Guardianship In Oklahoma

Authored By: Legal Aid Services of Oklahoma, Inc. LSC Funded


What Is Guardianship?
Guardianship is a legal proceeding in which the court can appoint a person to take care of another person and/or their property.  The person who is appointed by the court is called a guardian.  The person for whom the guardian is appointed is called a ward.

In Oklahoma, you may seek a guardianship over an adult or a child.
There are three basic types of guardianship:

  • general guardianship- a guardianship over the ward and/or all of the ward's property in Oklahoma.
  • limited guardianship- the guardian has only limited powers over the ward and/or the ward's property; and,
  • special guardianship- a guardianship in which a guardian is appointed for an emergency purpose and usually lasts for no more than 10 days.

What Does A Guardian Do?
If the court appoints a guardian, the guardian must follow certain rules created by the court.
A guardian must:

  • be responsible for the care and control of the ward.
  • carefully follow any directions given by the court.
  • have enough contact with the ward to ensure that the ward is safe and healthy.
  • report to the court, usually every year, concerning the health and finances of the ward.

When Is Guardianship Needed?
Whether the guardianship is for an adult or a child, the reason for needing one is basically the same to provide for the legal care of an individual who cannot care for him or herself.

ADULT - Guardianship over an adult is granted when the ward is fully or partially incapacitated. An incapacitated person is one who is over the age of eighteen (18) and who is unable to make decisions regarding health or finances for him or herself.

MINOR (CHILD) - A minor means a person under the age of eighteen (18) years.  Guardianship over a child is usually granted when the court finds that the guardianship is necessary. In most cases, the guardianship of a child is necessary when the parents of the child are unable to care for the child.
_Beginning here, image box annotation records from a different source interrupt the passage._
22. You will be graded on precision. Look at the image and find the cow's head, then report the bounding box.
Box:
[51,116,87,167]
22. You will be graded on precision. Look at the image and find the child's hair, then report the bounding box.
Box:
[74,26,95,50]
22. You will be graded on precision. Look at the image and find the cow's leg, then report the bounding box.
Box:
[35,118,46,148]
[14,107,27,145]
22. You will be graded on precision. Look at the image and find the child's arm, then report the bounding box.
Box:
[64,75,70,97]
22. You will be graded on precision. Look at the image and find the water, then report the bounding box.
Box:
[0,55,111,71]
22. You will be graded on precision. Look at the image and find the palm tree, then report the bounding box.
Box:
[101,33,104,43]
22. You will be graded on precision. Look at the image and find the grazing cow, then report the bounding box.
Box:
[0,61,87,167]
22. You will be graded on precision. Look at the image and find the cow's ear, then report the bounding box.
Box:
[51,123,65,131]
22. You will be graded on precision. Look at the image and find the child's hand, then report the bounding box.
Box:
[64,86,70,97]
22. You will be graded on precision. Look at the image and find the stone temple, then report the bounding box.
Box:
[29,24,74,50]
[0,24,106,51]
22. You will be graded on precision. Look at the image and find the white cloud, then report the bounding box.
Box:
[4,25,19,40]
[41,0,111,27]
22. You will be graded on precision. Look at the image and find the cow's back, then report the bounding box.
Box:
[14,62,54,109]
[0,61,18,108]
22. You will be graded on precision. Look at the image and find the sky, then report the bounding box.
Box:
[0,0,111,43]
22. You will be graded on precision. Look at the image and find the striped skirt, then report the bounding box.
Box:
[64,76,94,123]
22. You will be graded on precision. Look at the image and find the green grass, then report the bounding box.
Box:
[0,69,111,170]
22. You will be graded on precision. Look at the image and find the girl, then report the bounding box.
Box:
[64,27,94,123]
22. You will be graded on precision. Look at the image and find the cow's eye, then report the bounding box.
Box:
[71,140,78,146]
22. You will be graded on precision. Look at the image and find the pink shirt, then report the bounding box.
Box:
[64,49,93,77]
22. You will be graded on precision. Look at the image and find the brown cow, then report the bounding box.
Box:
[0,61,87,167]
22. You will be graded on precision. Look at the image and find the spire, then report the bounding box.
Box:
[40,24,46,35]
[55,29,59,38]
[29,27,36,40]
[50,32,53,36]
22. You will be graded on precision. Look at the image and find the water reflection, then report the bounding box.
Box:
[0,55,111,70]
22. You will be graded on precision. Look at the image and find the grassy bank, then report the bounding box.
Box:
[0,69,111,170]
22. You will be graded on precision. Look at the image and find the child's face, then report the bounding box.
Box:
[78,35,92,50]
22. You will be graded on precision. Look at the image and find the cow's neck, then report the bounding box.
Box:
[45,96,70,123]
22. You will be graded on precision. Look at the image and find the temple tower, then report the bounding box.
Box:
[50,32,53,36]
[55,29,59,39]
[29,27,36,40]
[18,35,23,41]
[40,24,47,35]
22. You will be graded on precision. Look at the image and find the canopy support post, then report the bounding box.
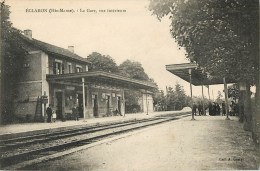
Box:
[189,68,195,120]
[82,78,86,121]
[201,85,206,115]
[223,77,230,120]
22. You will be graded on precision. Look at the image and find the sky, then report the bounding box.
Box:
[6,0,223,99]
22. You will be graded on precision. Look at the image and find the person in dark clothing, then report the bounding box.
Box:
[192,103,197,116]
[72,106,79,121]
[212,102,217,116]
[198,103,203,116]
[46,105,52,123]
[209,102,213,116]
[216,103,220,115]
[221,102,226,116]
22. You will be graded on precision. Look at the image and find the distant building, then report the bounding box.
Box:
[11,30,155,121]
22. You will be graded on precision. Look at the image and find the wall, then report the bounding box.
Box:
[14,51,42,121]
[139,93,153,113]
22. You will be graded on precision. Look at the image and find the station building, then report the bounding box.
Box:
[14,30,156,121]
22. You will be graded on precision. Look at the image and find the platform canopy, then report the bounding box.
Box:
[47,71,157,89]
[166,63,236,86]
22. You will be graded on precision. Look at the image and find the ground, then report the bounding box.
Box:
[24,116,259,171]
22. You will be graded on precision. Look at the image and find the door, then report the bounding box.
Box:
[106,95,111,115]
[78,94,84,118]
[92,95,98,117]
[56,92,62,119]
[117,97,121,114]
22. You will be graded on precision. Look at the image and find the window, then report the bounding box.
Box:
[53,59,64,74]
[76,65,83,72]
[68,63,72,73]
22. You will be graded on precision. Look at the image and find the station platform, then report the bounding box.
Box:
[0,110,191,140]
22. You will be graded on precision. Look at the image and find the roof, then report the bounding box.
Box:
[22,36,91,64]
[166,63,235,86]
[47,71,157,89]
[47,71,157,89]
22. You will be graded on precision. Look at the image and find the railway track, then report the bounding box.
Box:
[0,114,189,169]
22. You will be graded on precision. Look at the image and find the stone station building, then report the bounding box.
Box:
[14,30,156,121]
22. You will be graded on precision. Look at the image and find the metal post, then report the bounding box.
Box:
[201,85,206,115]
[211,89,215,101]
[223,77,230,120]
[121,89,125,117]
[82,78,86,121]
[145,90,148,115]
[189,69,195,120]
[208,85,210,100]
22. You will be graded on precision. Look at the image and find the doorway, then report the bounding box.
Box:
[54,92,63,119]
[117,96,121,114]
[78,94,84,118]
[106,95,111,115]
[92,95,98,117]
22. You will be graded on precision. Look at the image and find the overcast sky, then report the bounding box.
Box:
[6,0,223,98]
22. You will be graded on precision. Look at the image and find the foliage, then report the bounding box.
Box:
[228,84,239,102]
[87,52,118,73]
[119,60,150,81]
[1,2,27,123]
[149,0,258,84]
[153,90,166,111]
[166,83,190,110]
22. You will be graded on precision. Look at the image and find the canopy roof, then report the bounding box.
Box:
[47,71,157,89]
[166,63,235,86]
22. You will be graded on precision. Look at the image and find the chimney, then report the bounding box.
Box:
[24,29,32,40]
[68,46,74,53]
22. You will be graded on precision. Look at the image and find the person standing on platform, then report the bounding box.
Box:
[216,103,220,115]
[192,103,197,116]
[72,106,79,121]
[52,111,57,122]
[46,105,52,123]
[222,102,226,116]
[198,103,203,116]
[209,102,213,116]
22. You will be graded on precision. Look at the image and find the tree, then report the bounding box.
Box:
[166,83,190,110]
[0,2,27,123]
[87,52,118,73]
[149,0,258,84]
[153,90,166,111]
[228,84,239,102]
[149,0,260,141]
[216,91,223,104]
[119,60,150,81]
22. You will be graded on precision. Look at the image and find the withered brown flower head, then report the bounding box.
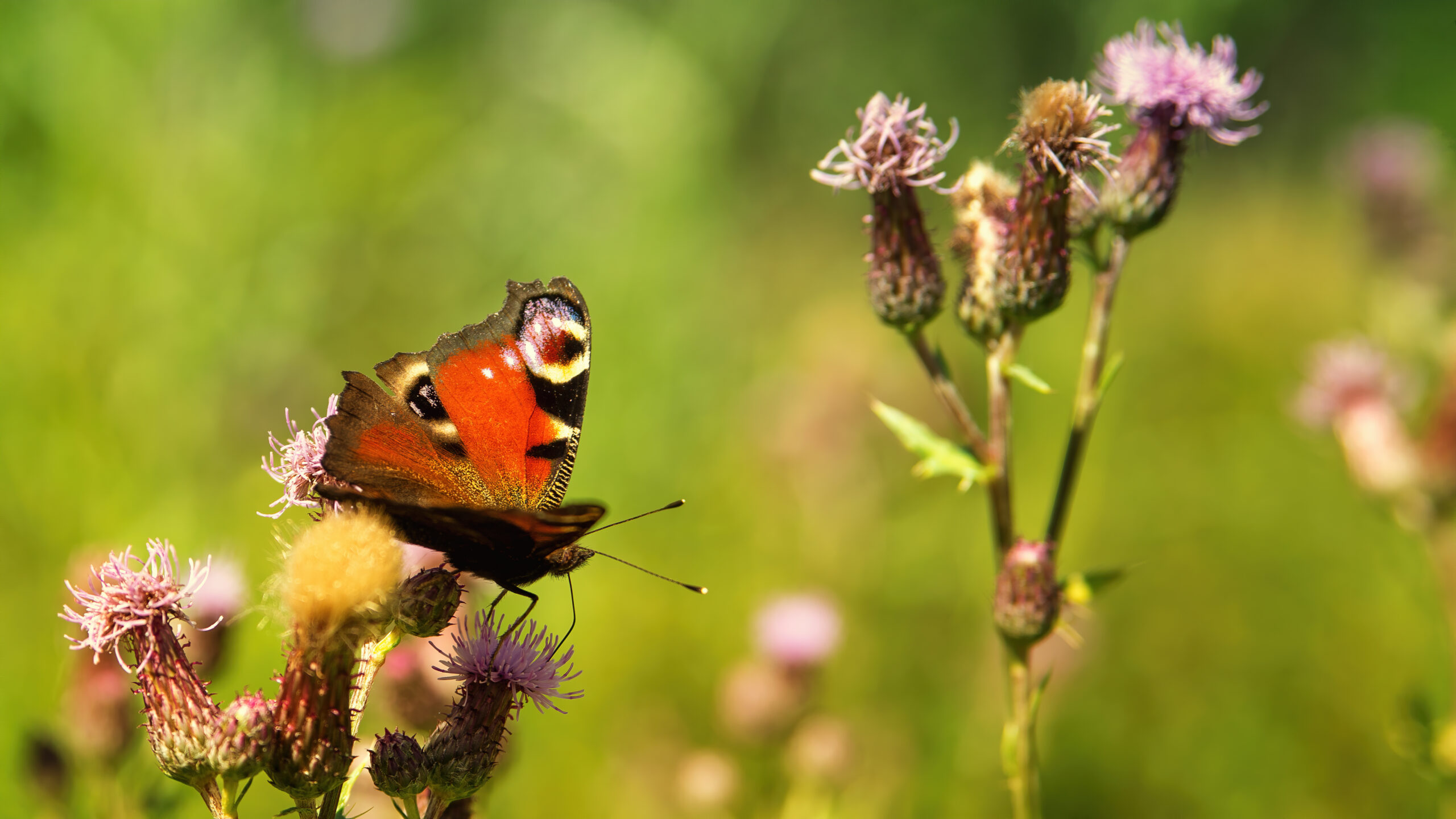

Most guardians of children are close relatives, such as grandparents, aunts or uncles. In the case of the death of the parents of a child, the parents may have chosen who they would like to serve as guardian of their children by nominating that person in their will.

When Does A Guardianship End?
A guardian may be removed if the court finds that he/she is not performing the duties required by the court. The court may remove a guardian or terminate a guardianship if the court finds that the guardianship is no longer necessary. In either case, in order for the guardianship to end, the court must order it to be terminated.